Закурив новую «Голуаз» от окурка, он еще раз осмотрел ящик, вынул роман, раздумывая над тем, что такое жалость – жалость как тема для диссертации. Жалость к себе самому: это уже лучше. «Никогда я не сулил тебе счастья, – подумал он, листая роман. – Это не извинение и не оправдание. Nous ne sommes pas au monde. Donc, ergo, dunque… [160] Почему я должен испытывать жалость? Потому, что нашел ее письмо к сыну, которое на самом деле – письмо ко мне? Я – автор полного собрания писем к Рокамадуру. Нет никаких оснований для жалости. Это она оттуда, где сейчас находится, своими волосами, пылающими, точно башня, жжет меня на расстоянии, раздирает меня на части одним своим отсутствием. И так далее и тому подобное. Она прекрасно обойдется без меня и без Рокамадура. Голубая мошка, прелестная, кружится, кружится на солнце и – бац! – об стекло, кровь из носу, трагедия, да и только. А через две минуты она уже довольна и рада и покупает какие-то картинки в писчебумажном магазине, сует в конверт и несется посылать их какой-то своей подруге со скандинавским именем, одной из тех, что разбросаны по самым невероятным странам. Как можно жалеть кошку или львицу? Живые механизмы, незамысловатые, вспыхнут и погаснут. А моя единственная вина в том, что не хватило во мне горючего, чтобы ей в свое удовольствие греть у моего тепла руки и ноги. Она выбрала меня, приняв за неопалимую купину, а я ей – подумать только! – холодной воды за шиворот. Бедняга, черт меня подери».
(—67)
В сентябре 80-го года, через несколько месяцев после смерти моего отца, я решил отойти от дел, передать их другой фирме, также занимающейся производством хереса и столь же хорошо зарекомендовавшей себя, как и моя; я реализовал кредиты, сдал в аренду недвижимость,
Видишь такой скверно написанный роман, да, в довершение ко всему, еще и дурно изданный, – и спрашиваешь себя, как можно читать такое. Подумать только, часами жевать и жевать эту безвкусную остывшую котлету, это непостижимо пресное варево вроде «Elle» [161] и «Франс Суар» – унылых журнальчиков, которыми снабжала нас Бэпс.
все кабачки со всем запасом продукции и перебрался жить в Мадрид. Мой дядя, родной брат отца, Рафаэль Буэно де Гусман-и-Агаиде, хотел, чтобы я поселился у него в доме; но я этому решительно воспротивился, не желая терять независимости.
«И перебрался жить в Мадрид» – представляю, заглотишь так пять-шесть страниц – и, сам того не замечая, втягиваешься, и уже не можешь бросить, как, например, не можешь перестать спать или мочиться, как не можешь отвыкнуть от раболепия, кнута или слюнявого умиления.

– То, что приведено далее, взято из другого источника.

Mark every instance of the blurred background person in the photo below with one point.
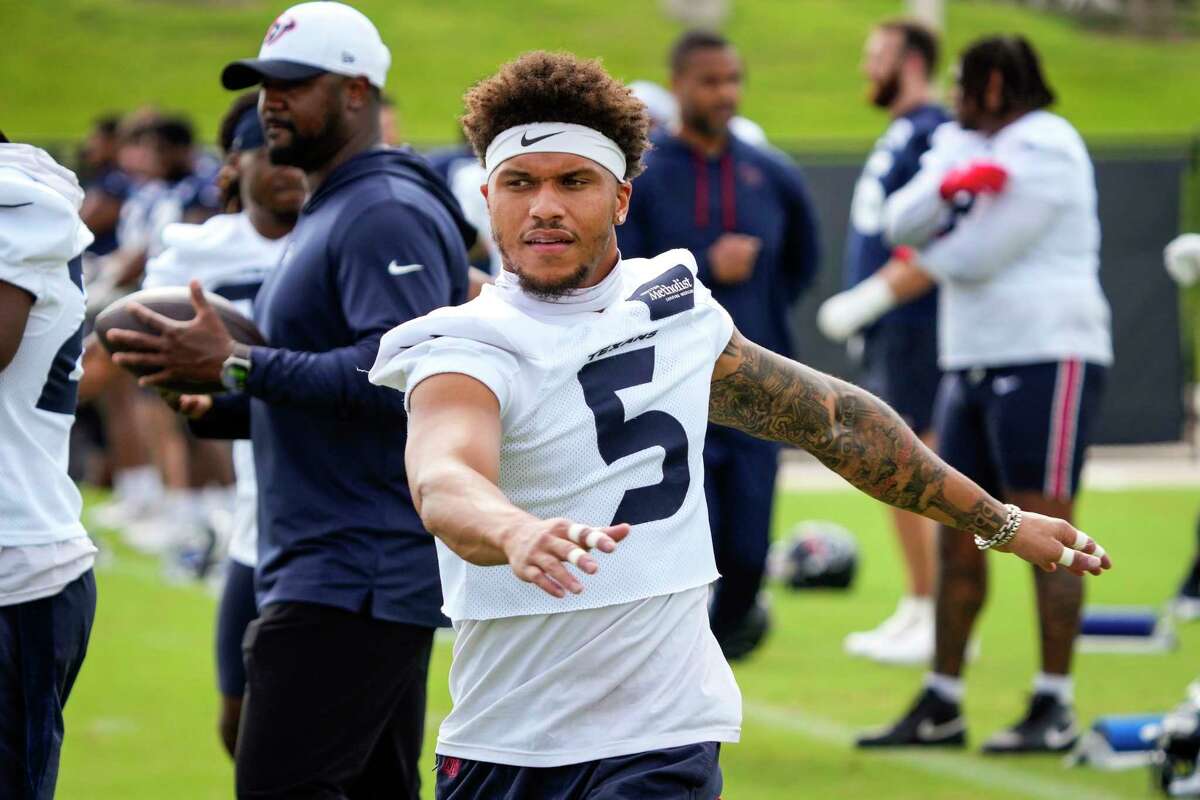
(106, 185)
(899, 347)
(745, 214)
(231, 254)
(1182, 259)
(1024, 337)
(47, 587)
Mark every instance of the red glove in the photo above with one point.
(977, 178)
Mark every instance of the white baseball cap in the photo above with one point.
(311, 38)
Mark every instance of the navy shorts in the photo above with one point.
(1020, 428)
(688, 773)
(234, 614)
(42, 645)
(900, 366)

В конце концов мне удалось мирно все уладить и найти способ сочетать мою свободную жизнь с горячим гостеприимством моего родственника; я снял жилье по соседству с его домом и таким образом мог в любое время оставаться один, если мне то было нужно, или нежиться в тепле семейного очага, когда возникала подобная необходимость.

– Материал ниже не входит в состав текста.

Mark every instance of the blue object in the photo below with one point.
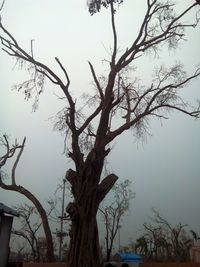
(129, 257)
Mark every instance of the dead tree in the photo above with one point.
(10, 152)
(112, 214)
(118, 95)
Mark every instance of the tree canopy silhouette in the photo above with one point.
(120, 102)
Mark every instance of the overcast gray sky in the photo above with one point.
(165, 168)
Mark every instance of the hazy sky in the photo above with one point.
(165, 168)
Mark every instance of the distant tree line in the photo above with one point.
(162, 241)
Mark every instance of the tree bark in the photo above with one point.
(84, 248)
(84, 239)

«В конце концов мне удалось мирно все уладить» – допотопный язык, штампованные фразы, специально, чтобы передавать архипрогнившие мысли, переходящие, как деньги, из рук в руки, от поколения к поколению, te voilà en pleine écholalie [162]. Heжиться в тепле семейного очага» – ну и фразочка, мать ее, ну и фразочка.

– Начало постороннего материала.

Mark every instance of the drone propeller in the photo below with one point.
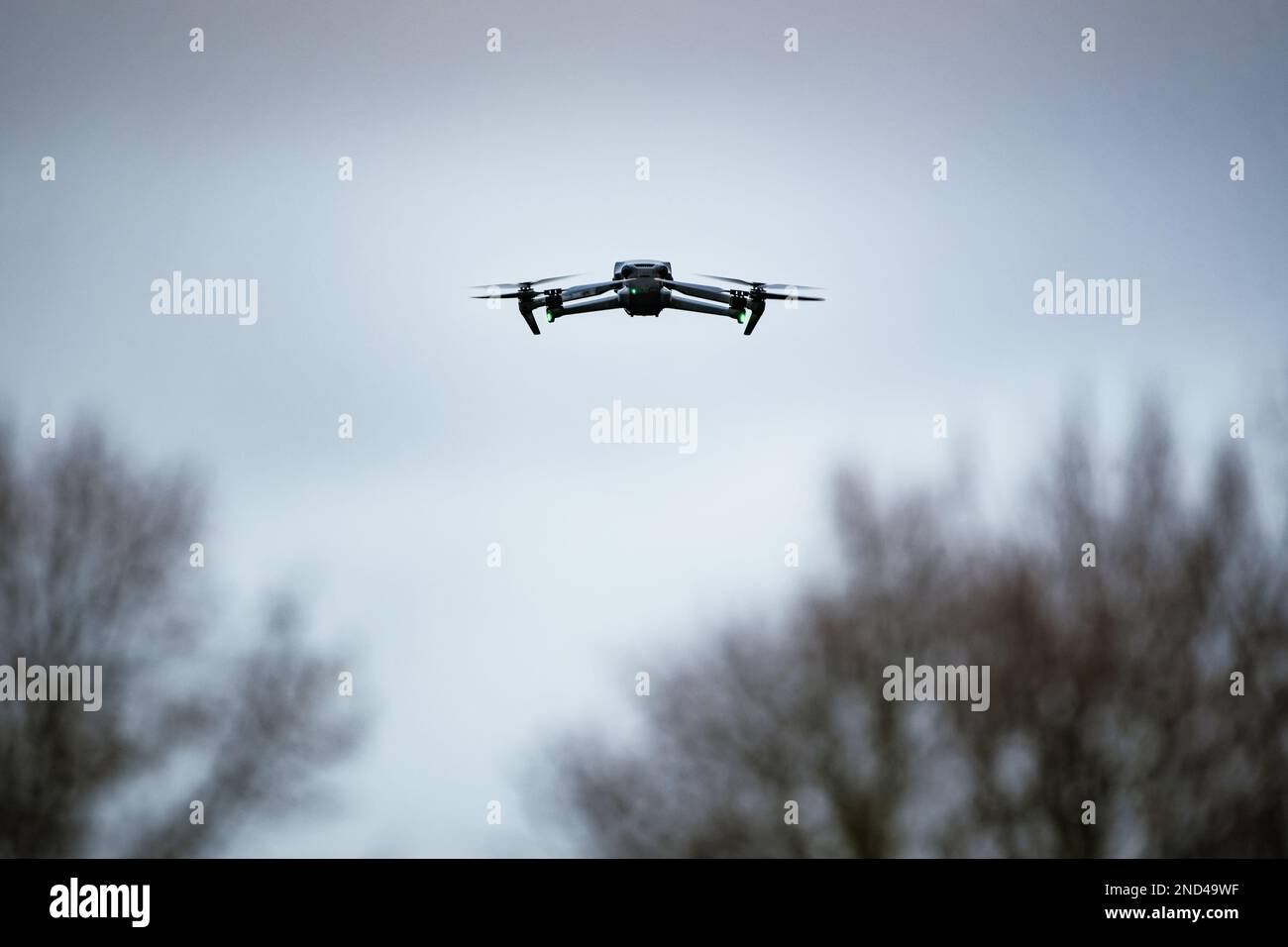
(756, 286)
(526, 286)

Жил мой славный родственник, вернее, мы жили в квартале, построенном на том месте, где прежде находилось Посито.
Ох, Мага, как ты могла питаться этой остывшей жвачкой и что это, черт побери, за Посито!
Квартира дяди, располагавшаяся в принсипале и стоившая восемнадцать тысяч реалов, была красивой и светлой, однако не слишком просторной для его семьи.
Сколько времени ты убивала на это чтиво, видимо, убежденная, что это и есть жизнь, и если ты права и это действительно жизнь, то со всем остальным давно пора было покончить. (Принсипал – что же это такое?)
Я поселился в нижнем, более тесном, этаже, но вполне достаточном для одного человека, обставил его с роскошью и снабдил всеми удобствами, к которым привык. Мое состояние, слава богу, позволяло мне это в достатке.
И бывало, когда я, обойдя, витрина за витриной, весь египетский отдел Лувра, возвращался домой, мечтая о мате и куске хлеба с сахаром, то заставал тебя у окна над чудовищным кирпичом-романом, иногда в слезах,
Первые впечатления относительно внешнего облика Мадрида, в котором я не был со времен Гонсалеса Браво, приятно удивили меня.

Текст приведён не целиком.